Chained, nested dict() get calls in python

How about using a small helper function?

def getn(d, path):
    for p in path:
        if p not in d:
            return None
        d = d[p]
    return d

and then

[getn(m, ["gparents", "parent", "child"]) for m in M]

Since these are all python dicts and you are calling the dict.get() method on them, you can use an empty dict to chain:

[m.get("gparents", {}).get("parent", {}).get("child") for m in M]

By leaving off the default for the last .get() you fall back to None. Now, if any of the intermediary keys is not found, the rest of the chain will use empty dictionaries to look things up, terminating in .get('child') returning None.

Another approach is to recognize that if the key isn't found, dict.get returns None. However, None doesn't have an attribute .get, so it will throw an AttributeError:

for m in M:
    try:
       X = m.get("gparents").get("parent").get("child")
    except AttributeError:
       continue

    for x in X:
        y = x.get("key")
        #do something with `y` probably???
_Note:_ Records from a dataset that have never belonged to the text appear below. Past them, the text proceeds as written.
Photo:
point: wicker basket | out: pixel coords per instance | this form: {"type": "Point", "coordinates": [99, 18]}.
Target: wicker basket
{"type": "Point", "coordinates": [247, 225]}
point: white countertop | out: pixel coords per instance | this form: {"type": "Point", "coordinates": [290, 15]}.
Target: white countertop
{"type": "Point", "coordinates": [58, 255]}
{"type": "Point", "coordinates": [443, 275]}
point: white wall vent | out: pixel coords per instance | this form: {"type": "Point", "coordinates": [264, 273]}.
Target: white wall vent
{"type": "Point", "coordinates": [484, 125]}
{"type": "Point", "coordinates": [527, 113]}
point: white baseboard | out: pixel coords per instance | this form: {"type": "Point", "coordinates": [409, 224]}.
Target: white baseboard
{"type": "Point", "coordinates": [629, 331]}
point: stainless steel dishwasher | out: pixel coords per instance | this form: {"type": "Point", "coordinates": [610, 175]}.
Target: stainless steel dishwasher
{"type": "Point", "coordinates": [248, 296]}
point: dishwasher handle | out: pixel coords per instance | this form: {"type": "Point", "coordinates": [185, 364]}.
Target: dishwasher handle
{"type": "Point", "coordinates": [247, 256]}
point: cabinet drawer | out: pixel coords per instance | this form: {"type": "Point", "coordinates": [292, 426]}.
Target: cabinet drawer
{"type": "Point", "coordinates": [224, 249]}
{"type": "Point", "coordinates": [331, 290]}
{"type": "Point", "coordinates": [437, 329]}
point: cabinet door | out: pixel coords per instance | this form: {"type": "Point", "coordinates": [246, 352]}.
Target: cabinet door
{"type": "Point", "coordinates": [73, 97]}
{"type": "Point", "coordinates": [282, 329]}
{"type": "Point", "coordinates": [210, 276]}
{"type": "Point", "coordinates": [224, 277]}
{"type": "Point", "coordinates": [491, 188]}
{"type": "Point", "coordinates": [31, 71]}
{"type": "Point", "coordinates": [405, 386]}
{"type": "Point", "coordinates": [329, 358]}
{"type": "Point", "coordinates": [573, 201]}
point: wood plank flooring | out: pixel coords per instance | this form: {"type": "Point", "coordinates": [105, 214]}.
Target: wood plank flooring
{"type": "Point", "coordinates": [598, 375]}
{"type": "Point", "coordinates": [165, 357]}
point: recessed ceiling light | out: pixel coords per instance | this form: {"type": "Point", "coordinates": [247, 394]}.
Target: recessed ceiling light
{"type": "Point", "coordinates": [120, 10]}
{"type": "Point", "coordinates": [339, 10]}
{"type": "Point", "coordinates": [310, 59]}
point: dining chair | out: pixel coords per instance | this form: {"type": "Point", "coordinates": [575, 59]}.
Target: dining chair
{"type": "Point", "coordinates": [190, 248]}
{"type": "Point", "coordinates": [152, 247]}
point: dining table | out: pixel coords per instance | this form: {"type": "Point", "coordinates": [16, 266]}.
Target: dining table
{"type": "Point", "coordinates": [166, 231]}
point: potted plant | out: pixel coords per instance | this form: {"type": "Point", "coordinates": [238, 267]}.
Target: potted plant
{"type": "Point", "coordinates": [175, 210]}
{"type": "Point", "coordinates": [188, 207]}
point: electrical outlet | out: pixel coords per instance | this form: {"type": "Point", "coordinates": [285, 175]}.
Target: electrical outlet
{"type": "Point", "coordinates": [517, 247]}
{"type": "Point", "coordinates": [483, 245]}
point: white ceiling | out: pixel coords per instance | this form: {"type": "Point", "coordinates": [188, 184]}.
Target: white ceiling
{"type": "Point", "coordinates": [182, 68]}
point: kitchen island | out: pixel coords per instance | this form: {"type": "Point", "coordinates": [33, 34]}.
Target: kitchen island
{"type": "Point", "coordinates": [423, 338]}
Just like Martijn's answer, this doesn't guarantee that X is iterable (non-None). Although, you could fix that by making the last get in the chain default to returning an empty list:

 try:
    X = m.get("gparents").get("parent").get("child",[])
 except AttributeError:
    continue

---

Finally, I think that probably the best solution to this problem is to use reduce:

try:
    X = reduce(dict.__getitem__,["gparents","parent","child"],m)
except (KeyError,TypeError):
    pass
else:
    for x in X:
       #do something with x

The advantage here is that you know if any of the gets failed based on the type of exception that was raised. It's possible that a get returns the wrong type, then you get a TypeError. If the dictionary doesn't have the key however, it raises a KeyError. You can handle those separately or together. Whatever works best for your use case.